Las Vegas – Authentisch, der Tag ist gelaufen.
Morgens war alles noch gut.
Der Tag war zur Erholung gedacht, doch leider hat das ab einem bestimmten Zeitpunkt nicht mehr allzu gut funktioniert.
Nicht ganz wie geplant.
Las Vegas haben wir etwas authentischer kennengelernt als uns lieb war.
Wir haben so lange geschlafen wie es möglich war (endlich mal kein wunderschöner Nationalpark, der auf uns wartet), sind dann aufgestanden um uns auf den Weg Richtung des North Outlets aufzumachen, nach den vielen Wanderungen waren neue Schuhe angesagt und Sonnenbrillen vermissten wir auch. Wir wollten außerdem wissen, was Amerika so bieten kann mit den riesigen Malls von denen wir gehört hatten. Und wir wurden nicht enttäuscht. Ein enormes Outlet, noch nie so etwas Großes gesehen. Die Preise waren mehr als fair und so konnten wir herumflanieren und etwas essen, uns einfach einen Tag eine Auszeit nehmen von der Sinnesüberflutung. Das taten wir so gut wie möglich und haben uns dann nach einiger Zeit mit vollen Einkaufstaschen zurück zum Auto aufgemacht.
Kofferraum auf, Einkaufstaschen rein und weiter sollte die Fahrt gehen. Und dann der Schock: Leider kam es uns doch allzu leicht vor, durch das hintere Fahrerfenster zu gucken. Da hat uns tatsächlich jemand die Scheibe eingeschlagen.

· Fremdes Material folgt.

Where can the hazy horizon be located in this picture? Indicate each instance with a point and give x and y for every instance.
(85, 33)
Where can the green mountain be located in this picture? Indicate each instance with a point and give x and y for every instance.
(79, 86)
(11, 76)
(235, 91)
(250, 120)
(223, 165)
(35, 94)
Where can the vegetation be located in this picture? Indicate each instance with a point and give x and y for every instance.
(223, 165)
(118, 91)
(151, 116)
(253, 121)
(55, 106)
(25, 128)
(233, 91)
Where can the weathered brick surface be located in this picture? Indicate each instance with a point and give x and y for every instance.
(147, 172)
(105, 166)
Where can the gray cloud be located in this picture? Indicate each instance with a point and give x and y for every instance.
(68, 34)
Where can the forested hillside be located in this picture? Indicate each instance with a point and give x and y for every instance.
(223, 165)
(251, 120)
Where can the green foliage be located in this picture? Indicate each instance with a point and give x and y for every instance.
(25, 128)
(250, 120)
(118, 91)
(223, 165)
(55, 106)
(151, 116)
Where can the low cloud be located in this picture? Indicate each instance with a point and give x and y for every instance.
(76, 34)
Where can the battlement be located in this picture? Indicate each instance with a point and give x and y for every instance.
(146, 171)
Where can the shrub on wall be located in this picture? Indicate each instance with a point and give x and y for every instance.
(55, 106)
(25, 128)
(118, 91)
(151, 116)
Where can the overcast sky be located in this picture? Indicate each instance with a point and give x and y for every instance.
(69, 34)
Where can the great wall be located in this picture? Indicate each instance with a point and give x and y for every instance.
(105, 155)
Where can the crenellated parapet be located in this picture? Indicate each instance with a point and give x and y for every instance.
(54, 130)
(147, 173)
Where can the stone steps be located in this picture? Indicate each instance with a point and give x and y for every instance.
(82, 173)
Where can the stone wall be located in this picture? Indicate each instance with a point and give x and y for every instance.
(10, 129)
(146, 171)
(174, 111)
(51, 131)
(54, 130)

Schnell die nötige Hilfe gefunden - und ein paar Interessante Dinge Erfahren
Es war uns zunächst nicht ganz klar, warum jemand das getan hatte, bis uns auffiel, dass unsere Tasche fehlte. Anscheinend ist diese nicht wie geplant im Kofferraum gelandet, sondern wurde auf dem hinteren Sitz vergessen. Ein leichtes und offenes Ziel für Diebe, die diese Chance nutzen, um Beute zu machen. Zum Glück war in der Nähe eine Security-Person, die uns weiterhelfen konnte. Wir nahmen den Unfallschaden auf und kontaktierten unsere Autovermietung. In der Zeit erzählte er, dass der Einbruch gemeldet wurde, aber er selbst nichts machen konnte, da von zwei Personen gesprochen wurde, er aber nur alleine im Dienst war. Somit wartete er bis die Verursacher weg waren und machte sich erst dann auf zum „Tatort“. Dass er nicht direkt zum Einbruchsort stürmte, konnten wir sehr gut verstehen, wer möchte sich schon mit zwei womöglich bewaffneten Männern anlegen? Er berichtete, er selbst dürfe nicht einmal ein simples Pfefferspray zur Verteidigung bei sich tragen.
Zeitfresser Pur und aus der Entspannung wurde nichts.
Nachdem wir also mit dem Security-Menschen gesprochen hatten, sein Handy für den Anruf bei der Mietwagenfirma geliehen hatten und somit die ersten Sachen geklärt waren, ging es weiter zur Metropolitan Police Station. Ein riesiges Wartezimmer und eine Masse an Menschen, die alle darauf warteten, dass ihre Nummer aufgerufen wird. Also hieß es Nummer ziehen und warten. Nach einer Stunde war es dann so weit. Eine Polizisten bearbeitete unseren Fall und kümmerte sich um alles weitere. Wir haben zum Abschluss eine Kopie des Berichts bekommen und machten uns dann auf den Weg zur Mietwagenstation, wo wir netterweise sehr schnell einen neuen Mietwagen zur Verfügung gestellt bekamen. Leider hat das ganze Prozedere ca 6 Stunden gedauert und somit war der Tag fast vorbei. Außerdem waren wir durch den Vorfall und den Verlust unserer Gegenstände ziemlich frustriert und ein wenig demotiviert. Wir guckten noch ein bisschen herum und fuhren dann zurück ins Hotel, wo es dann statt geplantem Flanieren auf dem Strip und ein bisschen Gezocke mit dem geschenkten Einsatz aus dem Hotel auch schon fast wieder ins Bett ging.
Leider wurde es nichts mit unserer geplanten Entspannung und wir waren wirklich erschöpft und gefrustet nach unserem Las Vegas Aufenthalt.